Diagnosis and evaluation — the vast majority (93%) are metabolically silent. The essential task in evaluating a small adrenal mass is to differentiate the non-functional benign adenoma from functional or malignant lesions.

Management:

  • Functional adenoma — should undergo resection in an acceptable surgical candidate.
  • Non-functional adenoma — size and growth characteristics dictate management (as described in the adrenal-mass work-up). Adenomas that are initially metabolically inert are unlikely (<2%) to gain function; despite this low rate of "metabolic transformation," the most recent NIH-convened consensus statement suggests that annual metabolic hormonal screening for the first 3–4 years after diagnosis is prudent.

Oncocytoma

Extremely rare. Although predominantly benign, a proportion can exhibit malignant potential. On imaging, adrenal oncocytic lesions lack the central stellate scar often seen in renal oncocytomas. Because the diagnosis is nearly always made on surgical resection, evaluation and treatment follow the same strategy as that of other adrenal masses.

Myelolipoma

Rare, benign, metabolically silent lesions with tissue components identical to healthy bone marrow. In most cases, diagnosis can be made accurately on cross-sectional imaging — usual CT enhancement is between -30 and -140 Hounsfield units. The NIH consensus panel on adrenal incidentaloma concluded that myelolipoma can be regarded as an exception to the mandatory metabolic work-up of a newly discovered adrenal mass. Classically asymptomatic myelolipomas are treated conservatively; surgery is indicated only for extremely large or symptomatic lesions.

Ganglioneuroma

Extremely rare benign neuroectodermal neoplasms that tend to occur in the young and are composed of ganglion and Schwann cells.
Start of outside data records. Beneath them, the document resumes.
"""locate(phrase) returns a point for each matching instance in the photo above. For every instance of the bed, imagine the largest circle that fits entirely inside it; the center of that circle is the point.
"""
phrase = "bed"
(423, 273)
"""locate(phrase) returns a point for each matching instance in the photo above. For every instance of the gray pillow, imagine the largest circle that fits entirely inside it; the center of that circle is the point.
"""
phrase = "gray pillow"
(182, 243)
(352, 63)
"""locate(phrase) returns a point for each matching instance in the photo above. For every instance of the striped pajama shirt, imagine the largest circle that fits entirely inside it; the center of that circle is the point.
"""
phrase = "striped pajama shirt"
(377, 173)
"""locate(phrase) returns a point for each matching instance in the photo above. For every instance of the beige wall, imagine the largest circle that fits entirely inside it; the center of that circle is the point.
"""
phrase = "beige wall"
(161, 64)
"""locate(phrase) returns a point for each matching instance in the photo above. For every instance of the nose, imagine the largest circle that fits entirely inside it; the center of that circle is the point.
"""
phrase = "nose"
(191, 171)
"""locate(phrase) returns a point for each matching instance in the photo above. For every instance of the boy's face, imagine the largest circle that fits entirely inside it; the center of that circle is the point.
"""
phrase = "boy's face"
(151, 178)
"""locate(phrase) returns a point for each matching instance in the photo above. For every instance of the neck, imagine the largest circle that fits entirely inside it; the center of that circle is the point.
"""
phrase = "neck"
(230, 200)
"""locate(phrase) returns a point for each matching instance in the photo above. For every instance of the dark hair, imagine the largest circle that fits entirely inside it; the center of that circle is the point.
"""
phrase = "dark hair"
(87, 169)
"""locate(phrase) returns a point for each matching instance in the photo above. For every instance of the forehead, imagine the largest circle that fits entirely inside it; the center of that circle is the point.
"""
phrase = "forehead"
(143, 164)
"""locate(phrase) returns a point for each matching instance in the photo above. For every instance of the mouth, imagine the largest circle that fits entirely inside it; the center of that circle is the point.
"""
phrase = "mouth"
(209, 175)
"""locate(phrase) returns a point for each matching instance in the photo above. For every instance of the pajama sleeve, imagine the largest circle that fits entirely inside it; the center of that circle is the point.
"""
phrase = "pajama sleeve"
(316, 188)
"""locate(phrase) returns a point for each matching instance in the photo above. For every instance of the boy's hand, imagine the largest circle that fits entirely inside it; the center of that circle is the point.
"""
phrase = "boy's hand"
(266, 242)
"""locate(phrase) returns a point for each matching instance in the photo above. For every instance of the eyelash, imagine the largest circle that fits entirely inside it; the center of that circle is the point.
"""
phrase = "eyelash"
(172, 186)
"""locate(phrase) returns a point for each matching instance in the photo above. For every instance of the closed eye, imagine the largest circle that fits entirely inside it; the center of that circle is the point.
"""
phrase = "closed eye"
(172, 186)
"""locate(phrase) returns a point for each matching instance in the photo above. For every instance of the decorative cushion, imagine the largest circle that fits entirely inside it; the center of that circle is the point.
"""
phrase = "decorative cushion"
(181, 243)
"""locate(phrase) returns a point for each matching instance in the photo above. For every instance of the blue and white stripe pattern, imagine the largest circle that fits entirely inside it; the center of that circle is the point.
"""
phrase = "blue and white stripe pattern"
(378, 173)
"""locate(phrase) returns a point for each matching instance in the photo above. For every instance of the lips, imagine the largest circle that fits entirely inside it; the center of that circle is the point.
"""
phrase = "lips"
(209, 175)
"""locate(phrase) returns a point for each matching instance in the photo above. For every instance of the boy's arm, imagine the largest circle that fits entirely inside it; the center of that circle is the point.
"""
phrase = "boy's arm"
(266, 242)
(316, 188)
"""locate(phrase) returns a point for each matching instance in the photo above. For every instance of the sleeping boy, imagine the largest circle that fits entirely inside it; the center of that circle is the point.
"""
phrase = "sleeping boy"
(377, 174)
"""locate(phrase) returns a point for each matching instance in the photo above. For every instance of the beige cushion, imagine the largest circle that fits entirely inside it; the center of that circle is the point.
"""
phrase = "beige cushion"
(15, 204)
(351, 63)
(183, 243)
They can grow extremely large and have a propensity to encase vessels without impinging on the vessel lumen.

Cysts

Four types of adrenal cyst have been described: pseudocysts, endothelial cysts, epithelial cysts, and parasitic cysts. 7% of adrenal cysts are associated with malignancy — all of which were pseudocysts — so observation must be done with caution. Although the majority of adrenal cysts are benign and non-functional, routine endocrinologic evaluation should be performed to exclude active lesions.

Self-Test

1. What is the histology of the most common primary adrenal tumour? Adenoma.